Friday, January 7, 2011

unburied kvetching

I just couldn't see myself going to yoga class today. This is sad and disappointing in and of itself, because I love it and need it and get so much out of it, but also because of this blog.

Because I have replaced psychotherapy with yoga, coffee dates, meditation, blogging, and the practice of gratitude, I was counting on this, my favorite Friday morning anusara class, to lead me to a place from which I could produce a positive blog post. It so often does.

I felt a pang of guilt today when, glancing at my most recent posts, I realized that I have essentially been blog-kvetching in a space called Unburied Treasure, where I have promised to share what is good. I am examining that emotion here today, since blogging requires less physical exertion than a yoga mat. Feel free to follow along.
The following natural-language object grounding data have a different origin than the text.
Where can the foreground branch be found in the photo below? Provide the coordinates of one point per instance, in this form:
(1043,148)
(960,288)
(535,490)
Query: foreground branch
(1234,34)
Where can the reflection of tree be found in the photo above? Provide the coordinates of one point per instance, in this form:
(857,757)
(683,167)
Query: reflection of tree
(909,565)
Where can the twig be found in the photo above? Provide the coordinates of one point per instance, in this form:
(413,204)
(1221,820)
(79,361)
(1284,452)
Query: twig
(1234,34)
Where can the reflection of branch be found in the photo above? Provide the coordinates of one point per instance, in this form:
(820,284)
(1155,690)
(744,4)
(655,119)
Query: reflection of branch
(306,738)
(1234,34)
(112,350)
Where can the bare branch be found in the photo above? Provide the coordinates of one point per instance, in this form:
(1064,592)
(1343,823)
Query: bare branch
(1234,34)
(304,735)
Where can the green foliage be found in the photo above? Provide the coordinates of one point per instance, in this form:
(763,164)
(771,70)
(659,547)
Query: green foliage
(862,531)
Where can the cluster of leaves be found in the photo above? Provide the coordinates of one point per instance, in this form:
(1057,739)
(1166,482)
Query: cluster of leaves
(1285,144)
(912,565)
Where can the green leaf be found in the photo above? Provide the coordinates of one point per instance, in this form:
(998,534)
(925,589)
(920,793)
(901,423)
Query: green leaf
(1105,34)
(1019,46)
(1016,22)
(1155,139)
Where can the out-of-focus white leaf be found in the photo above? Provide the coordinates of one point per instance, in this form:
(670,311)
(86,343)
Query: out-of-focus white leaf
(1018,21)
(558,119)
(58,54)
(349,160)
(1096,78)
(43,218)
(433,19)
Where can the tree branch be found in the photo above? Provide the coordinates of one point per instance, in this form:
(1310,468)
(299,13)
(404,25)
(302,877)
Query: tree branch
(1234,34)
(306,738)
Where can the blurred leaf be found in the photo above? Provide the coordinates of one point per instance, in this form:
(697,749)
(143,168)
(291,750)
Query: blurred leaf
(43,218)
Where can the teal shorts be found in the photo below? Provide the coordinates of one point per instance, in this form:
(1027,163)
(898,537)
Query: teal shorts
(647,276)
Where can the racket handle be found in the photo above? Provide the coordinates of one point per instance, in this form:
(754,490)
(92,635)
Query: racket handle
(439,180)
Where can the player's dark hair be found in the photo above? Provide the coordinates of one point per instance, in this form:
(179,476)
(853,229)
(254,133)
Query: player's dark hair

This morning, I remembered my wise and loving friend, the late Todd Mucaro, who observed of a much younger me that I was a faux-extrovert, chatty, friendly, and entertaining, helping and sharing so much that you don't notice that I am keeping my true self completely private, hidden. Like many of Todd's insights, this comment startled and astonished me with its accuracy. I have done a lot of work since then, or rather, since dating my husband, Paul, to share more of what is genuinely going on within me.

It was Paul's turn to share a startling observation about me back in 1998, when he felt it was incumbent on him to admit that he had not yet fallen in love with me, and to ruminate aloud about why that was. I first considered whether or not it was masochistic for me to indulge him, but eventually agreed to listen.

Paul said he hadn't been able to fall in love with me because I wasn't vulnerable. I gave and gave, and yet I could not ask for help or admit that I needed any. He could not believe that a single mother and business owner, with no local family, could be as independent as I seemed, and he deduced that I was holding part of myself back. He also didn't feel needed, and in that sense, not all of his needs were being met.

This comment combined with the year old track still looping in my head - of my therapist telling me that I would be more likeable after my divorce because other people would no longer think my life was perfect. But whereas before I was able to blame other people for their failure to see me for who I truly was, here was someone with whom I considered myself intimately acquainted who still didn't know me. I had to struggle towards the realization that I must be putting on a facade for which I had failed to take responsibility.

I noticed that I was able to be quite vulnerable with those friends I didn't feel a need to impress, with whom I felt safe. That meant those people with whom there was no potential for a romantic liaison or commercial contract. When a person entered my life through the doors marked potential boyfriend, business associate and client, I thought I need to impress them, to BE more impressive than I really felt. Which is, at the end of the day, dishonest. And the person you want to be with at the end of the day is not one with whom you want to be dishonest. Which is why, even though I was and still am very good at impressing people when I choose to, a lot of my days were ending with me on the phone dishing to a good friend and a dish, or rather, container of ice cream in my lap.

So, by this reflection, I seem to have worked through the guilt about my kvetch-blogging. This is where I am today. I've got a case of New Years' blues. Lots to be happy about, but somehow I'm preocuupied with what can and "should" be better or different, and focused on what might go wrong. It's understandable, with both my sister and dear friend embroiled in the ugliness of divorce, involving real estate, children, unbelievable stress and heartache. It's understandable, with so many of us still unemployed, unable to purchase goods or services from one another, with dead trees all around us and news of dead birds faling mysteriously from the sky.

Even though I may want to practice gratitude and preach positivity, even though I momentarily delight in the good news that brims from my husband and children, and even though Isaac's joy while practicing Suzuki cello with me is indeed infectious, at least while they are at school, I am going to allow myself one more day of the blues. With no apologies.